31 Mayıs 2017 Çarşamba

BEN DE

Ben de (anam babam, oğlum kızım, komşum, komşumun tanıdığı da) demeden dinle beni. Kafanda söylenmeye hazır bekleyenler, lafımın bitip bitmediğine bile aldırmadan atılma.

Biliyorum, bu bir ilintilenme yolu senin için. Ama öyle olmuyor. Konuşan dikkat istiyor. Boş (içi kendiyle dopdolu olmayan) bir kap misali dikkat. Açık ve açıklık, alan sunan. Sen ben de (ıdımın dıdısı da) diye sözü kaptığın gibi araya giriverdiğinde hayır, o dikkati SEN bana ver deyip öne çıkıyorsun. Sahne bir anda senin yaşadıkların, yorumların, anılarınla doluyor.

Sus, geri çekil, kulak ver, işit.

Ben de dediğin an kaynayan süte limon sıktığını bil.

Böyle yaparak beni kendi (dolaylı ya da dolaysız) bildiğinle ölçüp biçiyorsun. Acı mı çekiyorum, e sen de çekiyorsun. Sıkıntı mı, o ne ki, sende alası var.

Ama bu bir yarış ya da parsayı (tedavüldeki dikkat) kapma çabası değil ki. Kendinle transından 24 saatliğine bir çık da sana doğrudan seslenen-seslenmeyen herkese, her şeye böyle kulak kesilmeye bak. Gördüğün, öğrendiğin şeylere değecek. Dikkatin, araya sokup durduğun kendinle bulanmadan odaklanıp güçlendikçe ben de ben de diye ortalara atılmasan da dikkat açlığının azaldığını göreceksin belki.

Bırak şu en zoru benim başımda/ydı dayatmasını, kıyaslamaları. İkimiz de alt tarafı nezle bile olsak bunu yaşama biçimimiz bambaşka. Senin yaptığın fersahı kiloya vurmak, dönümden çıkarıp kilobara bölmek.

Araya kendini sokmadan alan tanı.

*
Buraya kadarki bütün sen ile benlerin yerini değiştirebilirsin. Çünkü sende kendimi de görüyorum.


Dediğim, ben aynana bakarken sen de aynamdaki kendini görüver.

27 Mayıs 2017 Cumartesi

AKILLI TELEFONUN AKILSIZ ÇIKMAZI

Taze köylü arkadaşımızın arabasıyla evinin daracık köy yoluna saptık. Durmuş, eşya boşaltan aracı beklerken şehirden birlikte indiğimiz arkadaşım Şuna sıkı bir korna bassana, dedi biraz şaka, daha fazla ciddi. Acelen ne?! diye karşılık verdi yeni köylü olanımız.

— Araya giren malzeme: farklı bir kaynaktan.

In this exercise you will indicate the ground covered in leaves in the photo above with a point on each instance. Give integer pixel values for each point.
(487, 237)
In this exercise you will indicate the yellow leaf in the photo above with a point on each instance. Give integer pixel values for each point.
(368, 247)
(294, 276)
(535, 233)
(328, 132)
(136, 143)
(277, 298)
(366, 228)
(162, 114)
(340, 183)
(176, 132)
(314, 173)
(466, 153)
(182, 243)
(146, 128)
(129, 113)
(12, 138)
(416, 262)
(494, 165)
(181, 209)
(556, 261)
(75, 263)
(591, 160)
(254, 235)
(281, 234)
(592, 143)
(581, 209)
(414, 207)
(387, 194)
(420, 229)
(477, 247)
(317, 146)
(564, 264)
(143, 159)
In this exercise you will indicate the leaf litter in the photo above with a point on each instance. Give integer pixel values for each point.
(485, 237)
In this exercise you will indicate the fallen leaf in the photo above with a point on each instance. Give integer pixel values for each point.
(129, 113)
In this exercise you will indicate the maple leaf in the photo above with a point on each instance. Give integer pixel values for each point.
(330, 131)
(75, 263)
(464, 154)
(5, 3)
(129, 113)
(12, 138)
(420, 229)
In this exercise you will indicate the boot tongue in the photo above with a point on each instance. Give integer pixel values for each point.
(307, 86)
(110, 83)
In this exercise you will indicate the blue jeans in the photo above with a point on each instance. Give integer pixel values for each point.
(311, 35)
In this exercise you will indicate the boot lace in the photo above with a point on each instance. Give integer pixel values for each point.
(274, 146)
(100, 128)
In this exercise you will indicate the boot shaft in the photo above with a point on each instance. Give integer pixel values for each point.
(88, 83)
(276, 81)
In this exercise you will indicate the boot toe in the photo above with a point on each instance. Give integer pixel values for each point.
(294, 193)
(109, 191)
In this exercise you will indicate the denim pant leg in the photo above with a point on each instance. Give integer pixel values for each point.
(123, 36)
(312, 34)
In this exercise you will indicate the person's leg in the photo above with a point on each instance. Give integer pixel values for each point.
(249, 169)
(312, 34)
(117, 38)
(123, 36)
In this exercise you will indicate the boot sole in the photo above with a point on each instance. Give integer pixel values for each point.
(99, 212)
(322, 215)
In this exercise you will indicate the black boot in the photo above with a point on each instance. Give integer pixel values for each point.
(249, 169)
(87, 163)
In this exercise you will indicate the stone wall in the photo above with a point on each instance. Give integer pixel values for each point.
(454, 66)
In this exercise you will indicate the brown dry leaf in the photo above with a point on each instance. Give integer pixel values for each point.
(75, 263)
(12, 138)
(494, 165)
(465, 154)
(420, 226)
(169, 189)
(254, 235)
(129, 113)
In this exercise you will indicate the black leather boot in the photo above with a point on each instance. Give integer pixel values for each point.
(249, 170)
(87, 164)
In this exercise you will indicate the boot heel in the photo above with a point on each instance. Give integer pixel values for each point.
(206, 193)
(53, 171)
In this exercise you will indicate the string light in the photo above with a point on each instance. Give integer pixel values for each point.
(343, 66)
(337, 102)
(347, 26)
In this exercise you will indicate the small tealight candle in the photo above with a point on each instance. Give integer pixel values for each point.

Aah ah, diye ekledi, şurda bir ay kalsan bu sinirli sabırsızlığından eser kalmaz, zamanı geniş geniş yaşarsın.

Akıllı telefonu eli ayağı, uyarıcısı uyuşturucusu, yareni yapmışlardan o. Akıllı telefon istemeyişimi kör bir inada yorup akılsızca bulanlardan.

Akşam terasta oturuyorduk. Üç küçük mumun etrafına bir arkadaşımızın armağanı desenli, yarı saydam silindirleri geçirdi. Sessiz, huzurlu karanlığa yayılan ışığa bayıldık.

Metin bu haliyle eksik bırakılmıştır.